Pretreatment metabolic tumor volume (MTV) as a predictor of survival in borderline resectable pancreatic cancers treated with neoadjuvant therapy.

Abstract

310 Background: A higher initial metabolic tumor burden is associated with lower median survival in locally advanced pancreatic cancer (LAPC), yet the prognostic utility of PET/CT is not defined in the setting of borderline resectable pancreatic cancer (BRPC). Methods: We performed a retrospectivereview of our institutional experience treating BRPC. Initial staging included endoscopic ultrasound as well as pancreatic protocol CT and PET/CT scans. All patients underwent neoadjuvant gemcitabine-based chemotherapy and radiation therapy (RT). RT was delivered using standard fractionation intensity modulated radiation therapy (IMRT) or stereotactic body radiation therapy (SBRT).

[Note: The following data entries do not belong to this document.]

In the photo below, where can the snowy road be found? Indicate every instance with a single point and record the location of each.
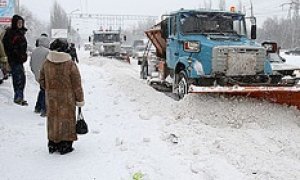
(130, 132)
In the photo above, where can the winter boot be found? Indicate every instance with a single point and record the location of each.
(43, 113)
(65, 147)
(37, 110)
(21, 102)
(52, 147)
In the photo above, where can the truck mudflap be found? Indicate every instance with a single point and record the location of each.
(289, 96)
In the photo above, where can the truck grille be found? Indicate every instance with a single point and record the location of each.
(235, 61)
(109, 49)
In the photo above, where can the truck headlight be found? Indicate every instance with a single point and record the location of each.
(191, 46)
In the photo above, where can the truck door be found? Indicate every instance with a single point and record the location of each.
(172, 43)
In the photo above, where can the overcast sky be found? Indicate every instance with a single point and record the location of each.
(41, 8)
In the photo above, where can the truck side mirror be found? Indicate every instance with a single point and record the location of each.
(253, 31)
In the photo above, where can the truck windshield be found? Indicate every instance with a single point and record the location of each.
(107, 38)
(212, 23)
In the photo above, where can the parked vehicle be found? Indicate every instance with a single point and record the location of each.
(279, 65)
(128, 49)
(87, 46)
(295, 52)
(207, 51)
(105, 43)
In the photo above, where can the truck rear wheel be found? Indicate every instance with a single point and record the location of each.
(182, 84)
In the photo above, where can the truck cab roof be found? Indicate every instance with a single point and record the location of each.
(206, 11)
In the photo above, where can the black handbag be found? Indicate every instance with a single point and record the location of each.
(81, 126)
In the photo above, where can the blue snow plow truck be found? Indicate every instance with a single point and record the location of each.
(203, 51)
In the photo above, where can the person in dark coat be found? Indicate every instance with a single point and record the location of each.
(73, 53)
(15, 46)
(38, 57)
(60, 77)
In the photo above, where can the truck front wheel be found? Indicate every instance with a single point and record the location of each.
(182, 84)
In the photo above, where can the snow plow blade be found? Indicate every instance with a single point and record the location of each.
(289, 96)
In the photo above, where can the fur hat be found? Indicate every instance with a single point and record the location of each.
(59, 45)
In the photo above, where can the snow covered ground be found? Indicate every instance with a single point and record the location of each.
(135, 130)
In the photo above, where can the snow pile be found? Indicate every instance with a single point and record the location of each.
(137, 132)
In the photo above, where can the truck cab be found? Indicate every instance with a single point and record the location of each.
(105, 43)
(206, 47)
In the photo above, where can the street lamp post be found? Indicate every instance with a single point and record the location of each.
(70, 24)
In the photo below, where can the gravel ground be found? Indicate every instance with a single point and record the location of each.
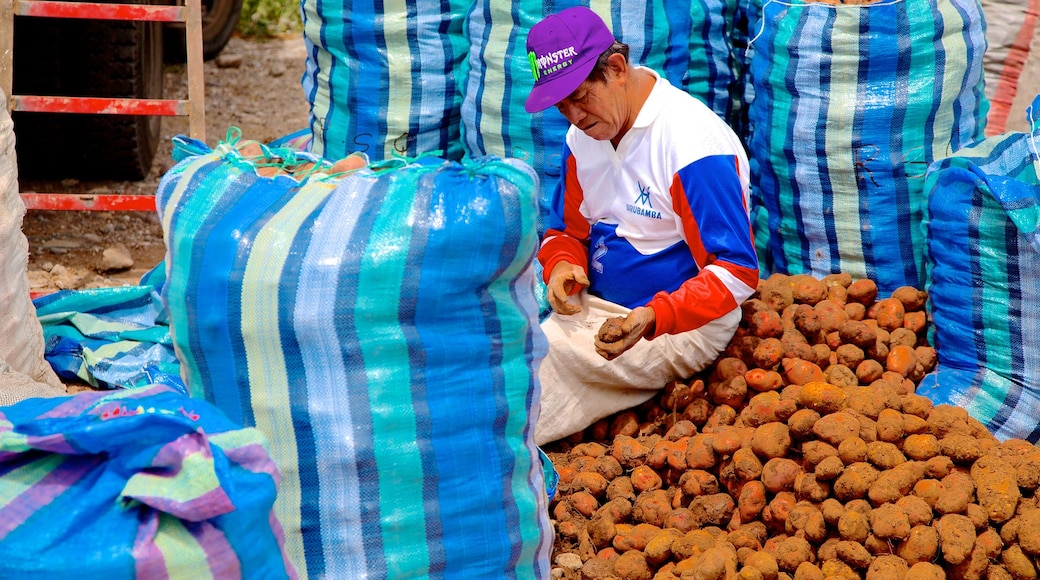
(253, 85)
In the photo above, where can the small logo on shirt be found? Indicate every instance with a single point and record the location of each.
(645, 208)
(598, 252)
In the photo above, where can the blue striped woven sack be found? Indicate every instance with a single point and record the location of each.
(140, 482)
(687, 45)
(382, 328)
(852, 102)
(110, 338)
(984, 282)
(381, 80)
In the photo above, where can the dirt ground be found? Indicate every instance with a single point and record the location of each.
(261, 96)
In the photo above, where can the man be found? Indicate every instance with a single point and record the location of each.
(649, 222)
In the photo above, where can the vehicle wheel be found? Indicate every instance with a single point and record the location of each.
(218, 21)
(87, 58)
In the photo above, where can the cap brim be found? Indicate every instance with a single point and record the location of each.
(550, 93)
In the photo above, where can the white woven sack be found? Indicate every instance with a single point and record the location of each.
(24, 373)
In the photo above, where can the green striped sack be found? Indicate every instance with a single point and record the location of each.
(984, 282)
(140, 482)
(382, 328)
(380, 78)
(852, 102)
(687, 45)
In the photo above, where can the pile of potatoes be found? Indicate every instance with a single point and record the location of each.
(802, 452)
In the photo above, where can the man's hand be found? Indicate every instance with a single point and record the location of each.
(563, 280)
(634, 326)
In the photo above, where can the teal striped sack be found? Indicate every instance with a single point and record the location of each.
(984, 282)
(687, 45)
(381, 80)
(382, 328)
(139, 482)
(110, 338)
(852, 102)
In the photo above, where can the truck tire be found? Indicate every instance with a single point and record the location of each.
(86, 58)
(218, 21)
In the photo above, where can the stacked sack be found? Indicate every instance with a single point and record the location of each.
(381, 81)
(851, 104)
(1010, 27)
(984, 281)
(381, 327)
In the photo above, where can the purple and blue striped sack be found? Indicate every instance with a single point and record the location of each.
(381, 79)
(140, 482)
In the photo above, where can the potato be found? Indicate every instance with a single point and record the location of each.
(863, 291)
(996, 488)
(957, 536)
(632, 565)
(771, 440)
(911, 298)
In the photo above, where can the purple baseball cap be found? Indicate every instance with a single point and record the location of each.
(563, 49)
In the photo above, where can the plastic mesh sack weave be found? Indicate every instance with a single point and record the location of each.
(851, 104)
(134, 483)
(381, 326)
(984, 281)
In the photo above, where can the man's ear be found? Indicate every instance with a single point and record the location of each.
(618, 64)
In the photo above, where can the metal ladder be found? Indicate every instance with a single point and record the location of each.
(192, 107)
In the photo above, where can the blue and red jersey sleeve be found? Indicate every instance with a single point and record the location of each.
(708, 198)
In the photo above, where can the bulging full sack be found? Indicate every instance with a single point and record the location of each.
(851, 104)
(382, 327)
(984, 281)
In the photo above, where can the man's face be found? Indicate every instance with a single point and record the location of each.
(598, 108)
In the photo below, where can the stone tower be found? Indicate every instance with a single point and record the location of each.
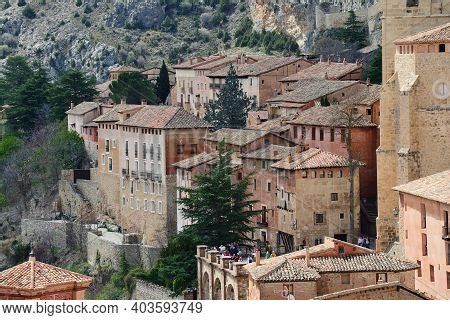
(414, 121)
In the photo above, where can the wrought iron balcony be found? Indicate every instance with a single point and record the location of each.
(445, 233)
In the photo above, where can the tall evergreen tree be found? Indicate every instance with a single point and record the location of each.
(29, 103)
(218, 208)
(230, 109)
(163, 84)
(134, 87)
(354, 30)
(72, 86)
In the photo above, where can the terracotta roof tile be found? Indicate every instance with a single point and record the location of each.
(435, 187)
(257, 68)
(34, 275)
(439, 34)
(307, 90)
(331, 116)
(83, 108)
(324, 70)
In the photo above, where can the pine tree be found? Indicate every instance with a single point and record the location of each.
(230, 109)
(163, 84)
(72, 86)
(218, 208)
(134, 87)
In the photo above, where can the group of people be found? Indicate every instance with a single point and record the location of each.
(363, 241)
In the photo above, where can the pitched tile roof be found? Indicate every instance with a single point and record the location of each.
(324, 70)
(439, 34)
(257, 68)
(435, 187)
(307, 90)
(35, 275)
(238, 137)
(83, 108)
(371, 262)
(331, 116)
(311, 159)
(162, 117)
(196, 160)
(324, 259)
(272, 152)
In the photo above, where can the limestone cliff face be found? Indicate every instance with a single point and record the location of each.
(301, 18)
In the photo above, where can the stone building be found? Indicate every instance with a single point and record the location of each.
(324, 70)
(326, 128)
(260, 80)
(34, 280)
(307, 93)
(414, 120)
(424, 231)
(137, 146)
(328, 268)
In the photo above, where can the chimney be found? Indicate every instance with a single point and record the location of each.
(307, 257)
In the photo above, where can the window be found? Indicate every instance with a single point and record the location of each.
(381, 277)
(152, 206)
(343, 135)
(419, 271)
(431, 273)
(345, 278)
(152, 152)
(423, 216)
(424, 244)
(334, 197)
(319, 218)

Restaging CT and PET/CT scans were obtained approximately 4 weeks following RT completion. We measured the significance of the pre-treatment and post-treatment SUV maximum and metabolic tumor volume (MTV) 2.5 to 5.0, which was defined as the MTV above a threshold SUV of 2.5, 3.0, 4.0 and 5.0. Cox regression models were used to evaluate the significance between these parameters and disease free survival (DFS) and overall survival (OS). Results: We evaluated a total of 72 BRPC patients. Median follow up was 12.7 months. 56 patients (77%) received induction chemotherapy with gemcitabine, docetaxel and capecitabine (GTX). 43 (59.7 %) underwent surgical resection. Significant predictors for OS in the whole cohort included pre-treatment SUV maximum (p=0.0042), post-treatment SUV maximum (p=0.0183), pre-treatment MTV 2.5 (p=0.0016) and pre-treatment MTV 4.0 (p=0.0111). In addition, the difference between the MTV 4.0 pre-treatment and post-treatment was significant (p=0.0285). In patients who underwent surgical resection, there was a significant correlation between OS with pre-treatment SUV max (p=0.0229) and post-treatment SUV maximum (p=0.0325) but not pre-treatment MTV 2.5 (p=0.0654) nor MTV 4.0 (p=0.0928) nor the differences between each variable pre (0.1482) or post-treatment (0.0959). Conclusions: This is the first study to suggest that pre and post treatment PET activity is prognostic for BRPC.